In reply to a question asked in the Commons in January on the warnings from those involved in aviation that inaction and lack of clear policy direction from the Government were holding back research and development into, and the use of renewable fuels in aviation compared with other countries, the Commons Minister said that,
“there is more than one way of killing a cat. Yes, alternative fuels may have an important role to play, but more importantly … a market-based mechanism will allow other types of technology to be developed which can then be used to offset the emissions from aviation, which will always be dependent on liquid fuels”.—[ Official Report , Commons, 28/1/16; col. 397.]
Does not that statement of policy, contrary to what has been implied today, indicate quite clearly that the Government are, in reality, giving the aviation industry a double whammy: dithering over policy on the development and use of renewable fuels in aviation, as well as still dithering over airport expansion in the south-east?
My Lords, of course I would not agree with the noble Lord, as no doubt the House would acknowledge. Sadly, the British Airways Solena project has not progressed, though it is still live and discussions are ongoing between Ministers and British Airways on this issue. As I said earlier, three projects won the advanced biofuels demonstration competition, dividing up a fund of £25 million. One is in Swindon, producing methane for HGV vehicles. The noble Lord is right that we want to look further at the problems relating to aviation fuel. Unfortunately, in the initial competition, there was only one application from an aviation fuel project. I hope there will be another competition in the near future which will include some more.

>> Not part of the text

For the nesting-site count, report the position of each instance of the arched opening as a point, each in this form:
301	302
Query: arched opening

My Lords, I am sorry to interrupt. It is actually the turn of the Liberal Democrats, as we have not heard from them yet on this Question.
Does the Minister accept that we need to work with international partners in order to develop the use of sustainable aviation fuels? Does he accept the importance of the European Union as one of our international partners, so it is important for us to remain a member of the European Union?
My Lords, the noble Baroness is right in so far as we have to look globally at the whole issue, including what is happening in the European Union. As the noble Baroness will no doubt be aware, we have been working with the International Civil Aviation Organization. In February, we reached agreement with other states in the ICAO on a global CO2 standard for aircraft, which is all part of the same picture. All new aeroplane designs applying for certification from 2020 will have to be compliant with the CO2 emissions standard. Designs already in production will also need to comply from 2023.
My Lords, as I said earlier, the consultation will start later this year. I do not have any information on when it will conclude but I have read out the areas that we shall be looking at. Of course, I will write to the noble Lord if there is any more information that I can give him.
My Lords, is my noble friend aware that producing sustainable fuels with high levels of ethanol is not the problem? General aviation has a problem with combustion engines which do not deal well with high levels of ethanol in the fuel, as the hoses, the filters and the seals are incompatible with these high levels.
My noble friend is a lot more expert on hoses, seals and other aspects of aircraft engines. He makes some good points and I am sorry that I cannot comment any further.